Asynchronous polysynaptic responses are seen in all muscles, but their occurrence, onset delay and duration vary between individuals, muscles and stimulation setup (Fig. 2). They are visible at low stimulation frequencies (< 10 Hz), but at higher frequencies (> 50 Hz), when the monosynaptic response has habituated, they are often clearer (Fig. 4). In addition to these discrete monosynaptic and polysynaptic responses, stimulation, particularly at high intensities, could produce prolonged periods of sustained EMG activity (“spasms-like”). It probably indicates that the synchronous activation of whole motor pools has the disadvantage to not only prevent the reactivation of the same motor pool by the same input (monosynaptic pathways) but also by other inputs (polysynaptic pathways), as is suggested by the “incompressible” silent period following the early EMG response (Ashby 1995).
In sum, single electrical stimuli provide a tool for the primary assessment of connectivity and excitability of spinal motor neurons, with limitation to immediate responses by simultaneously recruited neurons. However, functional assessment of more complex interneural networks in the spinal cord requires different methodological strategies. We show that the spinal polysynaptic processing can be investigated when (1) the stimulation intensity range is sufficient to induce both short- (monosynaptic) and long-latency (polysynaptic) responses, and when (2) the stimulation frequency range is sufficient to induce both suppression of short monosynaptic responses and facilitation of interaction of long-latency responses. Therefore, we suggest that repetitive stimulation is an important additional modality for the assessment of the processing behaviour of networks with multiple (polysynaptic) interconnections.
Within the included subjects, 3/10 are classified as AIS B, indicating a sensory incompleteness. Statistically speaking, when the AIS classification was used instead of the subject, it reduced the significance level compared to the intersubject variability influence. Although the AIS classification remains significant in most cases, the p-value was higher than our significant level in the case of maximum short-latency response and threshold intensity for both types of responses. This could mean that the influence of the AIS scale derives from the influence of the intersubject variability. Physiologically, it might be explained because the sensory signal reaches the interneuron network in both cases, so the influence of those inputs is integrated in both, AIS A and AIS B. The only difference is that for sensory incomplete, the signals could reach the brain and be interpreted as sensation. However, being both cases motor-complete, the possible supraspinal influence in response to the sensation is limited.

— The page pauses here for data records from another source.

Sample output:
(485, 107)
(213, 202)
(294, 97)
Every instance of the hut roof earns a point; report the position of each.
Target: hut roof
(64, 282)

Recruitment of “monosynaptic” and polysynaptic pathways
In the data presented here, the posterior root stimulation intensity was below the threshold for direct activation of motor fibres in the anterior root. As expected from previous work (Rattay et al. 2000), stimulation occurred preferentially close to the cathode (Fig. 1). The short-latency response had all the mono and oligosynaptic pathway characteristics: constant latency, short duration, and low threshold (Troni et al. 1996; Rattay et al. 2000). This is further confirmed by the double pulse paradigm that, at 32 ms inter-stimuli interval, shows a second response strongly reduced or entirely suppressed, which is characteristic of mono- and oligosynaptic reflexes (Minassian et al. 2004). We presume it was produced mainly by activation of low threshold, larger diameter primary sensory afferents.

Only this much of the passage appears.